At least 991 homes and other buildings were destroyed, and hundreds more were damaged. Boulder County Sheriff Joe Pelle cautioned the total from the wind-whipped wildfire is not final.

The majority of the buildings destroyed were homes, Boulder County spokesperson Jennifer Churchill said late on Saturday.

Sheriff Pelle said officials were organising cadaver teams to search for the missing in the Superior area and in Boulder County.

But the operation has been made even more complicated due to debris from destroyed buildings and the area being covered by 20cm of snow dumped by a storm overnight.

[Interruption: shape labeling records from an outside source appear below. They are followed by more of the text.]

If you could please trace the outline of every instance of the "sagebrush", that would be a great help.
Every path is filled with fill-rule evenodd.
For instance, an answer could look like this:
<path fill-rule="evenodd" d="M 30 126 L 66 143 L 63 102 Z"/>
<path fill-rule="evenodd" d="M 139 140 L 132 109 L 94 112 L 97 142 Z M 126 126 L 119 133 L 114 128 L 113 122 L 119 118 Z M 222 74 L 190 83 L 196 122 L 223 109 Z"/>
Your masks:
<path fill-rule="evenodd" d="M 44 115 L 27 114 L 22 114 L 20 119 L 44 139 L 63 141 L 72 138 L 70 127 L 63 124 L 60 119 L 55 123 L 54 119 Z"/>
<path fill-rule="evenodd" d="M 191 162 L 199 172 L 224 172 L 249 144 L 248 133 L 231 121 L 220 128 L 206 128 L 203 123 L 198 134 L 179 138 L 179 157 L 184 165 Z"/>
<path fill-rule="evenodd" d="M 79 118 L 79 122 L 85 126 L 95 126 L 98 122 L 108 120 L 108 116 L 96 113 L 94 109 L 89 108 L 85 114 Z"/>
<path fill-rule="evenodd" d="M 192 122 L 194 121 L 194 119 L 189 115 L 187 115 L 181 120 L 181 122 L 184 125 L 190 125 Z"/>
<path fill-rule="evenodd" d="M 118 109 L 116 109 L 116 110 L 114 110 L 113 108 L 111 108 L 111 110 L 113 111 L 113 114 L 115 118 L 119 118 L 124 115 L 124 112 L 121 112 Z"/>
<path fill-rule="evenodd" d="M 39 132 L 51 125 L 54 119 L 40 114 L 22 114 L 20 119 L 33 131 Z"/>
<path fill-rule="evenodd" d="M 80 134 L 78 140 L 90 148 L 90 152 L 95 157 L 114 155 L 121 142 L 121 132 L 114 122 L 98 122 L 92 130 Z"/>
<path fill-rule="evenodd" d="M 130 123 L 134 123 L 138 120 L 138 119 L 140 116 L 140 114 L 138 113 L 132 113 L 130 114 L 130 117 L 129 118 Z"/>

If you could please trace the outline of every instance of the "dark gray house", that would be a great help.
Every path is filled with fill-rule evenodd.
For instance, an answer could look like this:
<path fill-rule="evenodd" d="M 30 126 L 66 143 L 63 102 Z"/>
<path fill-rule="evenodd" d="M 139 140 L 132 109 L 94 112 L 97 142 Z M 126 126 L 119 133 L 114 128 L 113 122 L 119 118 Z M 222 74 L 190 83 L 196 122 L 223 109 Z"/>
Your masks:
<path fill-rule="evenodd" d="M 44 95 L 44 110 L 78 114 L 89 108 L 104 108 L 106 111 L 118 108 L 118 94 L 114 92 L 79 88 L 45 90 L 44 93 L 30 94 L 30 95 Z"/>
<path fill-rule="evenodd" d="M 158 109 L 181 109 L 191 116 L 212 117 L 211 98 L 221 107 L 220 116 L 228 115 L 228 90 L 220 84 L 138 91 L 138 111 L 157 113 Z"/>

Panicked families rush to evacuate a restaurant as wildfires near

At least seven people were injured in the wildfire that erupted in and around Louisville and Superior, the neighbouring towns about 20 miles north-west of Denver with a combined population of 34,000.

The blaze, which burned at least 9.4 square miles, was no longer considered an immediate threat — especially with the overnight dumping of snow and freezing temperatures on Saturday.

The snow and temperatures in the single digits cast an eerie scene amid smouldering remains of homes.

Snow covers the burned remains of homes in Louisville, Colorado. Credit: AP

Despite the shocking change in weather, the smell of smoke still permeated empty streets blocked off by National Guard troops in Humvees.

The conditions compounded the misery of residents who started off the new year trying to salvage what remained of their homes.

Viliam Klein, who lost his home in the fire, said: "I can buy new books, I can buy new furniture but it's really hard to build back a community, and friends. I didn't think it would happen to me but it didn't snow all winter of 2021, no wonder this all went up like kindling."

Tens of thousands of people were evacuated from their home as the wildfires spread

Donna O'Brien said: "It came out so fast, we didn't even have time to think so right now I think we're in shock."

Utility crews struggled to restore electricity and gas service to homes that survived, and dozens of people lined up to get donated electric heaters, bottled water and blankets at Red Cross shelters. Residents have been urged to use fireplaces and wood stoves to stay warm and keep their pipes at home from freezing.

The remains of home smoulder in the aftermath of the wildfires. Credit: AP

Noah Sarasin and his twin brother Gavin volunteered at one distribution centre, saying: “We have a house, no heat but we still have a house. I just want to make sure that everyone else has heat on this very cold day.”

Hilary and Patrick Wallace picked up two electric heaters, then ordered two hot chocolate mochas at a nearby cafe.

The Superior couple couldn’t find a hotel and were contemplating hiking two miles back to their home; their neighbourhood was still blocked off to traffic. The family slept in one room on New Year’s Eve.

Both teared up when a man entered the shop and joked aloud that he had lost his coffee mugs — and everything else — in the fire. The man was in good spirits, laughing at the irony of the situation.

“I have a space heater and a house to put it in. I don’t even know what to say to them,” Hilary said, wiping away a tear.

Another resident Judy Givens said: “It’s bittersweet because we have our house, but our friends don’t. And our neighbours don’t.

“We thought 2022 might be better. And then we had Omicron. And now we have this, and it’s not starting out very well.”